Planning for Aftercare is Essential for Your Treatment Plan
Rehab is only the beginning of getting sober. Maintaining sobriety requires having a solid aftercare plan. Planning for that starts while you are still in inpatient rehab. The more planning you can put into it, the better. It is important not to make the mistake of just returning to life as it was and thinking rehab cured everything. Recovery is an ongoing, lifelong process.
There are five essential components to planning for proper aftercare. Just like your stay in rehab, your plan and course of care can be modified as you continue to move through recovery and gain more sober time.
You can’t just go through intensive rehab and stop cold turkey. It will be too much of a shock for you to get re-adjusted into the real world without the strong support you had while you were in treatment. The best choice is to continue with outpatient care. Outpatient rehab is a less-intensive version of care that allows you to go back to work or school and live at home. However, it gives you continued support and keeps recovery on the forefront of your mind. The amount of time you spend in outpatient care can slowly taper down until you are ready to just meet with a therapist once a week or so to have someone to talk to.
Your Living Situation
It is strongly suggested that you consider a sober living home as part of your aftercare plan. As long as your situation allows it, a halfway house will give you additional support and accountability. Sober living requires that you maintain a drug and alcohol-free lifestyle, and you will be randomly tested. You will need to adhere to a curfew and other house rules. It is a great way to slowly get reacquainted with real-world living while focusing strongly on your recovery.
Your Support System
It is extremely important to cut the people who you used to use or drink with out of your life. As harsh as that sounds, they generally will not have your best interest in mind, but rather they will be happy to have you relapse and join them once again. Instead, surround yourself with people who are sober – preferably for over a year. If it works for you, attend 12-step groups regularly to help with your recovery and surround yourself with people who have the same goal in mind. As they say – you are who you surround yourself with. So, surround yourself with the right people.

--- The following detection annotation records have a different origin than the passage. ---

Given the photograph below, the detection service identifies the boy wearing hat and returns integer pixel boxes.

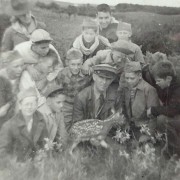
[83,41,133,74]
[0,88,47,161]
[38,85,68,146]
[73,64,117,122]
[19,50,58,106]
[14,29,63,81]
[72,18,110,62]
[147,60,180,155]
[0,51,24,128]
[1,0,46,51]
[116,22,145,65]
[96,4,118,43]
[56,48,91,130]
[120,62,159,145]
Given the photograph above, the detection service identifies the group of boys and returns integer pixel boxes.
[0,1,180,162]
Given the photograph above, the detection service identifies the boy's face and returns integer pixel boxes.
[97,12,112,29]
[8,59,24,78]
[82,28,97,43]
[19,96,38,117]
[17,11,32,24]
[39,58,53,74]
[155,77,171,89]
[68,59,83,75]
[93,74,113,92]
[125,72,142,88]
[116,31,132,40]
[112,50,126,64]
[33,42,50,56]
[47,94,66,112]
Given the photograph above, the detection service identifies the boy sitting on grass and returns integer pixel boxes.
[116,22,145,65]
[38,85,68,147]
[72,18,110,62]
[56,48,91,130]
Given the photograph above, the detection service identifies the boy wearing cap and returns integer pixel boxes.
[38,85,68,146]
[0,51,24,128]
[116,22,145,65]
[73,64,117,122]
[19,50,58,106]
[0,88,47,161]
[147,60,180,155]
[14,29,63,67]
[82,41,133,74]
[96,4,118,43]
[56,48,91,130]
[1,0,46,51]
[120,62,159,141]
[72,18,110,62]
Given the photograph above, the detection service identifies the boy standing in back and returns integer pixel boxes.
[56,48,91,130]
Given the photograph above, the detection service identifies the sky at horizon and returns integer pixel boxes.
[56,0,180,7]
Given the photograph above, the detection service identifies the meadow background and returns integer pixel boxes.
[0,3,180,180]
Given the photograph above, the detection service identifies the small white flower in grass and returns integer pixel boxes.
[140,124,151,136]
[119,150,129,159]
[44,138,56,151]
[113,129,130,144]
[175,160,180,173]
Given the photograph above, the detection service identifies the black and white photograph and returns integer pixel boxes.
[0,0,180,180]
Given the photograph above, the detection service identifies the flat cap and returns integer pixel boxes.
[18,87,37,101]
[30,29,53,43]
[111,40,134,55]
[93,64,118,79]
[0,50,23,64]
[124,61,142,73]
[44,85,64,98]
[82,18,98,28]
[117,21,132,33]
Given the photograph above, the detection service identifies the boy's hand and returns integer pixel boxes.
[0,103,11,117]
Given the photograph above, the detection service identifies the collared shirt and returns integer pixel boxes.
[122,80,159,118]
[93,87,106,115]
[56,67,91,104]
[27,118,33,132]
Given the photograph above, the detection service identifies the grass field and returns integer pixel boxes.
[0,8,180,180]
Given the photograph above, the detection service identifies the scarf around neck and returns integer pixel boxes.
[73,35,99,55]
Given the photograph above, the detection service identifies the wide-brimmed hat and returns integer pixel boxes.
[111,40,134,55]
[93,64,117,79]
[5,0,33,16]
[30,29,53,43]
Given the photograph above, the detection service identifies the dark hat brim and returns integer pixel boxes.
[112,47,134,55]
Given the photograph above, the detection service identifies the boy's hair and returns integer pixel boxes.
[152,60,176,79]
[97,4,111,14]
[32,40,51,45]
[39,49,58,66]
[66,48,83,61]
[47,90,65,98]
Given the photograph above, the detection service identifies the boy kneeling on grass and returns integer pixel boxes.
[56,48,91,130]
[120,62,159,148]
[72,18,110,62]
[38,85,68,147]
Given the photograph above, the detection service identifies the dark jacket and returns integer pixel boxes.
[73,84,117,122]
[0,112,47,160]
[0,76,16,128]
[143,67,180,117]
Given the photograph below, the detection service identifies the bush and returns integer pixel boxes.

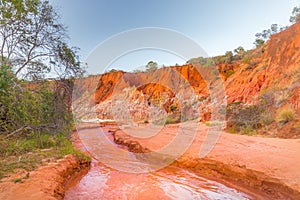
[276,108,295,123]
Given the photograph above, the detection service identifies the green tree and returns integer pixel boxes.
[290,7,300,23]
[0,0,82,79]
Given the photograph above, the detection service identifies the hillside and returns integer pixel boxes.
[75,23,300,137]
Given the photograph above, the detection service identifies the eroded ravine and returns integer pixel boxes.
[65,126,251,200]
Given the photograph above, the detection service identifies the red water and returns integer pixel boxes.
[65,129,251,200]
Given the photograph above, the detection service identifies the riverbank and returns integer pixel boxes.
[111,124,300,199]
[0,155,90,200]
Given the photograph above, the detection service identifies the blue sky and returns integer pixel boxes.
[50,0,300,73]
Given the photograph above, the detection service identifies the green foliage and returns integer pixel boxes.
[276,108,296,123]
[290,7,300,23]
[187,57,214,67]
[0,134,91,181]
[0,0,83,80]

Knowing the Stages of Relapse
Part of recovery is knowing yourself and why you struggle with addiction in the first place. Knowing this will help to prevent future relapse. Relapse actually happens in three stages. In the first stage, you let your guard down. You may stop taking anxiety meds, or maybe you are hanging around the wrong people. It is essential to recognize your behavior at this stage so that you can prevent it from progressing.
In stage two, you are actively thinking about relapsing. You may have already set a time or contacted your dealer. Reach out to your support system so that they can talk you out of making a bad decision.
Stage three is a full-blown relapse. The physical act of ingesting your drug of choice. Relapse does happen, but it is up to you to prevent it. When it does happen, it is essential to put a stop to it, learn from your mistakes, and keep moving forward.